AI & Learning

How Should We Measure a Tutor?

A tutor that keeps students busy is not the same as a tutor that helps them learn. We argue for measuring AI tutors by learning gains and transfer — and against the engagement metrics that quietly reward the wrong thing.

The EuraStudy Team8 min readD·04
Fig. 01 · A gain is a difference, not a level: the only honest claim a tutor can make is how far it moved a learner from where they started.
AbstractClaims that an AI tutor "works" are routinely supported by the wrong evidence: sessions started, minutes logged, messages exchanged, lessons marked complete. These engagement signals are easy to collect and easy to inflate, and a system optimised against them learns to be sticky rather than effective. We argue that the load-bearing outcomes for a tutor are learning gains — measured against a baseline — and transfer, the ability to apply what was learned to genuinely new problems. We sketch the methodology a credible claim requires: pre/post designs with a comparison condition, delayed post-tests that probe retention, transfer items that share deep structure but not surface form, and explicit attention to construct validity. The same standards should discipline how we describe our own product.

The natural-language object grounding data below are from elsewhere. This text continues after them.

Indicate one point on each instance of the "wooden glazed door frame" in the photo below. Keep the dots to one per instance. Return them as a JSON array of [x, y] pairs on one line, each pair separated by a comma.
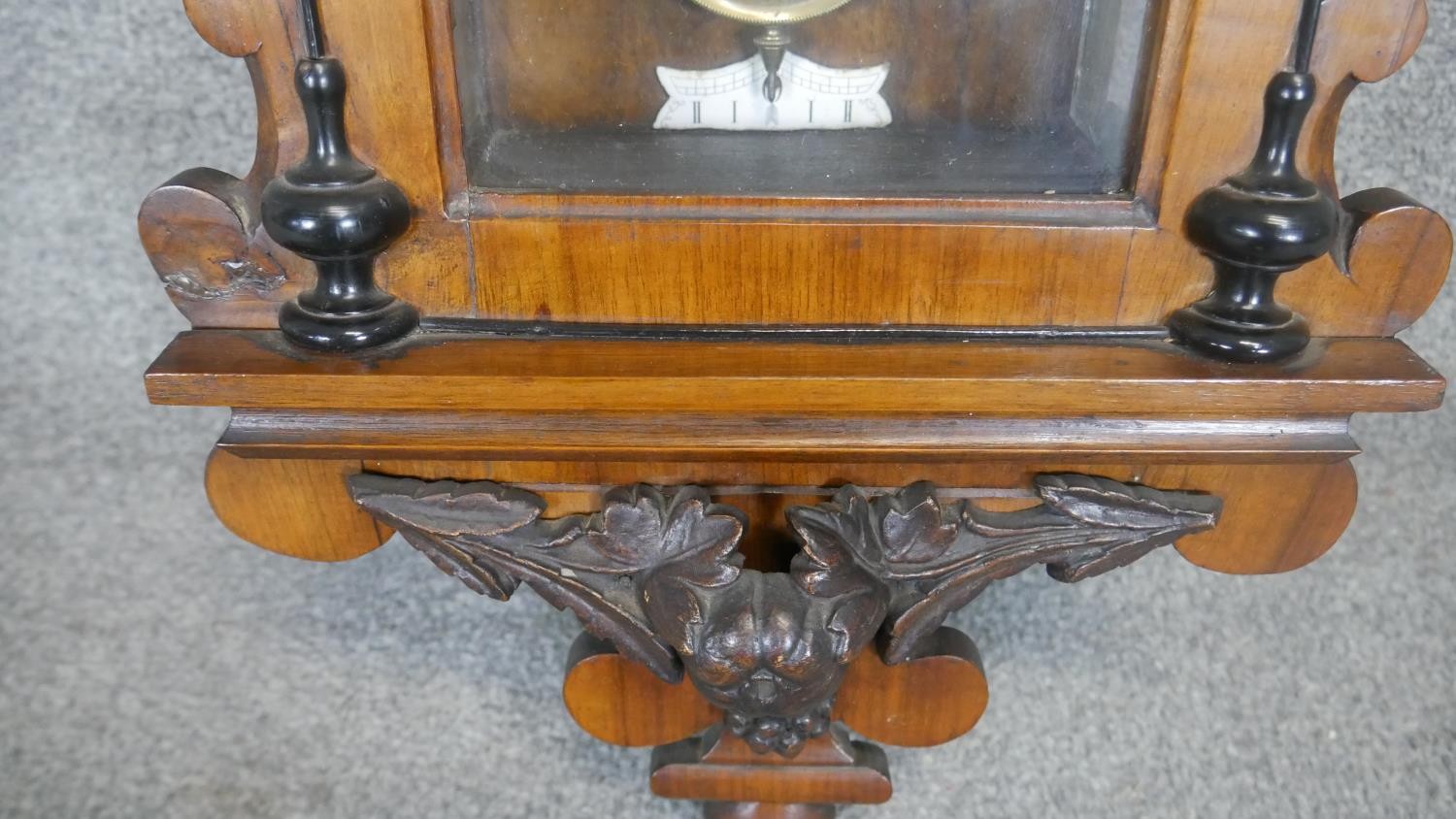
[[606, 389]]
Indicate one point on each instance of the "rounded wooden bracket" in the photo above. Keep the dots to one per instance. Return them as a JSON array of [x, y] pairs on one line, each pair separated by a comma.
[[935, 697], [1275, 518], [622, 703], [299, 508]]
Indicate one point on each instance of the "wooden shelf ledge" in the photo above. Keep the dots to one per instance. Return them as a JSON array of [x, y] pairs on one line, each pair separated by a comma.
[[1053, 378]]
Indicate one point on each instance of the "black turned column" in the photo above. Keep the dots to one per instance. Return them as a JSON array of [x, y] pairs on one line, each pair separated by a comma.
[[1260, 224], [340, 214]]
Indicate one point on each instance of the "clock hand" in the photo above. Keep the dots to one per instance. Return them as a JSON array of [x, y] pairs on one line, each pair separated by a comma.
[[772, 44]]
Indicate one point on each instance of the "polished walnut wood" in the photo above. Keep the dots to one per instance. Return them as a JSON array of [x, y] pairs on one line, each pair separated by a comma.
[[783, 348], [1027, 380], [693, 259]]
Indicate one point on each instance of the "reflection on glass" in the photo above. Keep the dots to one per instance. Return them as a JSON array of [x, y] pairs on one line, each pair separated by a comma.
[[879, 98]]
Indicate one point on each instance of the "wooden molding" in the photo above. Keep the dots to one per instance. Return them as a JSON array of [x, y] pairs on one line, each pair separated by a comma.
[[707, 259], [1048, 380]]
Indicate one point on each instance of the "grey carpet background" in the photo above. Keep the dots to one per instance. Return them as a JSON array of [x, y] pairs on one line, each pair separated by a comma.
[[153, 667]]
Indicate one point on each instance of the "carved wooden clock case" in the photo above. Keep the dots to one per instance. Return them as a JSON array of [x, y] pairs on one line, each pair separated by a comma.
[[766, 334]]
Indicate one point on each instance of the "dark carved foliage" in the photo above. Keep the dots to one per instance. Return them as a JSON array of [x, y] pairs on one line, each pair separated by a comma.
[[938, 557], [657, 573]]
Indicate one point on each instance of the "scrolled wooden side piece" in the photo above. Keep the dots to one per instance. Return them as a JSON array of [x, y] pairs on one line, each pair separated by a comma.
[[203, 227], [1392, 252]]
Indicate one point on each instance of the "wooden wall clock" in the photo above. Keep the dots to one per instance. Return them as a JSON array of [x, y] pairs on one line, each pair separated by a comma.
[[763, 335]]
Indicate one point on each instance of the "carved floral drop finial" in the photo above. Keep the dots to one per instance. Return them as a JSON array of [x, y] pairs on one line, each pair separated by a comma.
[[658, 573]]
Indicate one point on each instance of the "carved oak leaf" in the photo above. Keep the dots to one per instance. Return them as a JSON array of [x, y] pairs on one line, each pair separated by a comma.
[[841, 547], [913, 525], [938, 560], [640, 528], [491, 537], [454, 510]]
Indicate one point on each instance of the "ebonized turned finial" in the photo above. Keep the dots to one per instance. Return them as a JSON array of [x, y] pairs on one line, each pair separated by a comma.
[[338, 213], [1257, 226]]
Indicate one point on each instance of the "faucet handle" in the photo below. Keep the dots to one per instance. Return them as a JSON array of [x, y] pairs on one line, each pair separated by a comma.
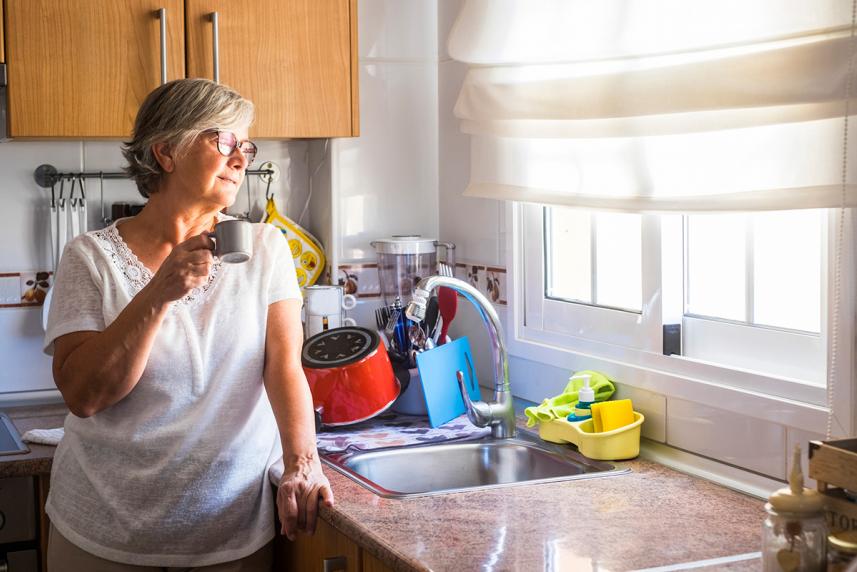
[[478, 412]]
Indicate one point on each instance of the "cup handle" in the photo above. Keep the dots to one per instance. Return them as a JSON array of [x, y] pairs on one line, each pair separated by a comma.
[[213, 237]]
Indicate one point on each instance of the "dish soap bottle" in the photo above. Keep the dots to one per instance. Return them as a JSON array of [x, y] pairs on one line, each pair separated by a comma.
[[794, 535], [585, 399]]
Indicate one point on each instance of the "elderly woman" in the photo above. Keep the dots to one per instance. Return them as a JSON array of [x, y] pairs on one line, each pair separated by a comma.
[[183, 374]]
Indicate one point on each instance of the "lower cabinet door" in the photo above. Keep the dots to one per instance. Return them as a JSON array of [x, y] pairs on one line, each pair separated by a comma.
[[328, 550]]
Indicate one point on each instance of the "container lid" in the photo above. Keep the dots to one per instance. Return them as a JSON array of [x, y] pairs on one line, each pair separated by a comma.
[[405, 244], [844, 541], [338, 347], [795, 498]]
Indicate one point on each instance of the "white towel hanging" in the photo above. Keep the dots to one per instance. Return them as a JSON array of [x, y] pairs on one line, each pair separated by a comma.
[[62, 226]]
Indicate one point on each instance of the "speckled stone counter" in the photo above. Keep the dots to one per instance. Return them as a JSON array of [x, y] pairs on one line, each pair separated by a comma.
[[650, 517], [38, 460]]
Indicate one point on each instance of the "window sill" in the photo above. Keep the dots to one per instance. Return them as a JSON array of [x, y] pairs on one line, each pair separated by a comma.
[[779, 410]]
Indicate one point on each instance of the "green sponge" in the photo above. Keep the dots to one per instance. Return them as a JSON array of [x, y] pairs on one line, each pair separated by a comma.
[[563, 404]]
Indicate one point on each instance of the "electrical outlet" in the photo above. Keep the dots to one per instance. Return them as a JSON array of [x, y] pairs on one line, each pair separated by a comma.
[[23, 289], [10, 289]]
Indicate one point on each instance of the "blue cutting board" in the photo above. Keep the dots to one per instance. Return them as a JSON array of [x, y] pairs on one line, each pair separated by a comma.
[[438, 369]]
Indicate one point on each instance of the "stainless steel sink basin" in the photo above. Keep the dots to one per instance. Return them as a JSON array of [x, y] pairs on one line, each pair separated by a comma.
[[440, 468]]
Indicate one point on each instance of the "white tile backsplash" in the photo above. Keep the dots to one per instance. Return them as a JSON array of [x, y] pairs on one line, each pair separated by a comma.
[[387, 179], [726, 436], [397, 30]]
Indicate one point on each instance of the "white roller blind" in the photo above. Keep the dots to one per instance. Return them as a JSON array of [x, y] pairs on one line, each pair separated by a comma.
[[658, 105]]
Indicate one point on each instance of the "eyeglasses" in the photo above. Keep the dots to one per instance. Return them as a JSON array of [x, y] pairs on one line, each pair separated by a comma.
[[227, 142]]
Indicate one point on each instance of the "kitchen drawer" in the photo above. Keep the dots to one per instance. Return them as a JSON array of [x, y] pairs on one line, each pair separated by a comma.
[[17, 510]]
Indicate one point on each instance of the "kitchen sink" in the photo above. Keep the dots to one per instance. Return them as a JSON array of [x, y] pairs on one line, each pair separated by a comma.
[[440, 468]]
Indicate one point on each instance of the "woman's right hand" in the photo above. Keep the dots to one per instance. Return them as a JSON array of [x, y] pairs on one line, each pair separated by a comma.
[[187, 267]]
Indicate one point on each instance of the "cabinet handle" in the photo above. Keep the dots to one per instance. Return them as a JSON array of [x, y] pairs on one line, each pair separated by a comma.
[[335, 564], [162, 14], [215, 46]]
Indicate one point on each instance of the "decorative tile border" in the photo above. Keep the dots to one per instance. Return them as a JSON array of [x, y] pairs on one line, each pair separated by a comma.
[[362, 281], [33, 287]]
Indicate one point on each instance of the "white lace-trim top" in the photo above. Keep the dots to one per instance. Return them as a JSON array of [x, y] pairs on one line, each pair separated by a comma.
[[134, 271], [173, 474]]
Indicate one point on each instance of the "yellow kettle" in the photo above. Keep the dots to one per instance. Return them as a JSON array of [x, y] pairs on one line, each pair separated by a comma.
[[306, 249]]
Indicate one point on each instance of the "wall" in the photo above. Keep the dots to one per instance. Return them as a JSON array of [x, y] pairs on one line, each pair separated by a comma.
[[23, 235]]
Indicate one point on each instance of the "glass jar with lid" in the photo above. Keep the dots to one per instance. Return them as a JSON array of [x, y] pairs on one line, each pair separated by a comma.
[[404, 260], [794, 535]]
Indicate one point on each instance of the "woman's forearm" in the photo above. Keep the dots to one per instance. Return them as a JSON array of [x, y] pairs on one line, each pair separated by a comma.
[[107, 366], [291, 401]]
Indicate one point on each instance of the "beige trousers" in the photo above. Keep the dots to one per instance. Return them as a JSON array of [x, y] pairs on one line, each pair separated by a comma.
[[63, 556]]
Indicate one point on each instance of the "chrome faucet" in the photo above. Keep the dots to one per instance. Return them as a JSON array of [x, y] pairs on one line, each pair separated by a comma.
[[500, 413]]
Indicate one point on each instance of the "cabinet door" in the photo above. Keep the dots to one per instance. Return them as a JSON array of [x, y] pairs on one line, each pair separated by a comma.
[[81, 68], [295, 59], [327, 549]]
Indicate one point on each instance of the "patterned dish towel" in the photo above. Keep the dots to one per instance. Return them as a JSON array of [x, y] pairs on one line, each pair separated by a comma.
[[394, 430], [44, 436]]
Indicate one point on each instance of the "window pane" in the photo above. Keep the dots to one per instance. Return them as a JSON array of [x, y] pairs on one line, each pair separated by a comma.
[[618, 260], [568, 254], [716, 255], [787, 269]]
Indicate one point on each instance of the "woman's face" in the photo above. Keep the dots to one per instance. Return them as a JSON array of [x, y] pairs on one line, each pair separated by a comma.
[[207, 174]]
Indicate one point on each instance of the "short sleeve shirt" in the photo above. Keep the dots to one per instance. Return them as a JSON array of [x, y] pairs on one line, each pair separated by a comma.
[[174, 474]]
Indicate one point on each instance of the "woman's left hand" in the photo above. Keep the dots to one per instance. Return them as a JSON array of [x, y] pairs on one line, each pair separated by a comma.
[[302, 488]]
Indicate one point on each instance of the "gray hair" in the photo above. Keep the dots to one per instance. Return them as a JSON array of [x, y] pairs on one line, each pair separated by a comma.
[[176, 113]]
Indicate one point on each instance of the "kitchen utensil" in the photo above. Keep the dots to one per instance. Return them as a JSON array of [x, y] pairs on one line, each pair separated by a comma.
[[621, 443], [437, 370], [431, 317], [349, 375], [403, 260], [447, 301], [233, 241]]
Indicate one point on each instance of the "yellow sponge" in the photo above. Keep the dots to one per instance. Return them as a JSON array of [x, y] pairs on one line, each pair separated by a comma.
[[609, 415]]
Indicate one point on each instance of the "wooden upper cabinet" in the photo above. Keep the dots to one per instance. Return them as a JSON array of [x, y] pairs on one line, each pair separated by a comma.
[[81, 69], [295, 59], [2, 41]]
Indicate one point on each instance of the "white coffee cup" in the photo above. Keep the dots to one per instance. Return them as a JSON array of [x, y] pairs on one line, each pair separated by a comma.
[[324, 308], [323, 300], [233, 241]]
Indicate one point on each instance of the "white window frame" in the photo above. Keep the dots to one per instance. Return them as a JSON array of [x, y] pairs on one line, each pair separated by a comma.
[[791, 402], [706, 338]]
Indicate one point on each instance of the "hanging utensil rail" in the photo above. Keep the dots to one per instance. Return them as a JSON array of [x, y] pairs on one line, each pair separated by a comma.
[[47, 175]]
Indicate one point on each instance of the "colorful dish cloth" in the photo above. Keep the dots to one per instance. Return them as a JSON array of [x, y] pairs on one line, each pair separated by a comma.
[[563, 404], [44, 436], [395, 430]]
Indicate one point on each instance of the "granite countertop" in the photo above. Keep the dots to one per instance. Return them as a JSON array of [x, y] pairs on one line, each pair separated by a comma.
[[651, 517], [38, 460]]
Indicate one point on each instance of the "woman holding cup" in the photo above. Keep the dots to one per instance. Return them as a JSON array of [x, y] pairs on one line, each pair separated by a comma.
[[182, 373]]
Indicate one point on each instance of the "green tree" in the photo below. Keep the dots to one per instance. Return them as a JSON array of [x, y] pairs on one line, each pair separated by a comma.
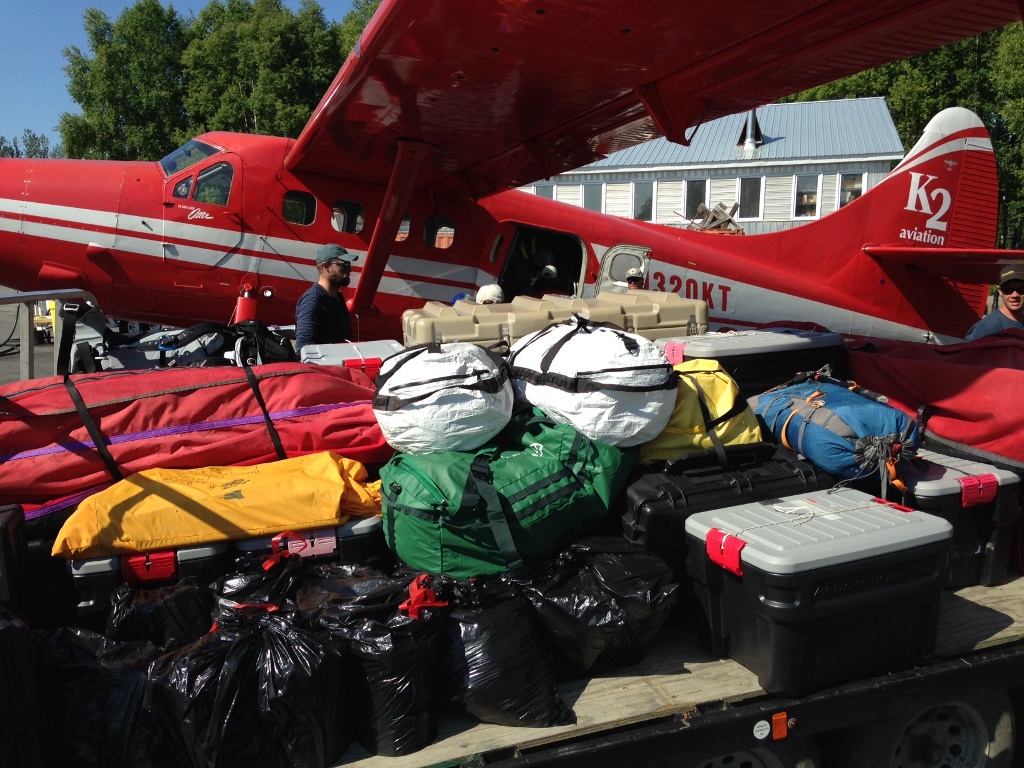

It is easy to make a tutor look good. Count the sessions a student starts, the minutes they stay, the messages they send, the lessons they tick off as complete, and you can draw a chart that climbs reassuringly to the right. None of those numbers answers the only question that matters, which is whether the student can now do something they could not do before. A tutor is not a destination a learner visits; it is a function that should change them. If we cannot see the change, we have not measured the tutor at all — we have measured its capacity to hold attention.

That distinction is the whole argument of this piece. The headline outcomes for any tutor, human or machine, are learning gains and transfer. Everything else — engagement, satisfaction, time-on-task — is at best a leading indicator and at worst an actively misleading one. The history of one-to-one tutoring sets the bar high: Bloom's much-cited estimate put individual tutoring around two standard deviations above conventional classroom instruction 1, and while later work has been more sober about how often that ceiling is reached, the better intelligent tutoring systems do post real, replicated gains over business-as-usual 2913. Those gains were never demonstrated by counting minutes. They were demonstrated by testing what students knew, before and after.

A gain is a difference, not a level

The first discipline is conceptual. A score is a level; a gain is a difference. A student who arrives already able to integrate by parts and leaves still able to do so has learned nothing from us, however high their score, however happy they were. The quantity a tutor is responsible for is the change between a baseline and a later measurement — and a change cannot be inferred from a single snapshot.

This is why a credible claim begins with a pre-test. Measure the relevant competence before the intervention, deliver the teaching, then measure again. The arithmetic difference is the raw gain; normalised gain — the fraction of the available headroom actually closed — is usually the more honest figure, because closing the last ten points of a topic is harder than closing the first ten. None of this is exotic. It is the ordinary machinery of education research 29, and it is conspicuously absent from most product claims.

A pre/post pair on its own is still weak, because students improve for reasons that have nothing to do with us: they mature, they study elsewhere, they get a good night's sleep before the post-test. To attribute the gain to the tutor we need a comparison condition — another group, or the same students on a matched topic, who did not receive the intervention. Without a counterfactual, "they improved" is a fact about time passing, not about teaching.

The vanity-metric trap

Why does any of this need arguing? Because the easy metrics are not merely uninformative; they pull in the wrong direction. The moment a number becomes a target, it stops measuring what it once did — Goodhart's law, imported wholesale into edtech 8. Optimise a tutor to maximise time-on-task and you will get a tutor that is reluctant to let a student leave: it pads explanations, withholds the clean summary, manufactures one more practice item. Optimise for messages exchanged and you reward a chatty system over a clear one. Each of these makes the dashboard greener and the learning worse.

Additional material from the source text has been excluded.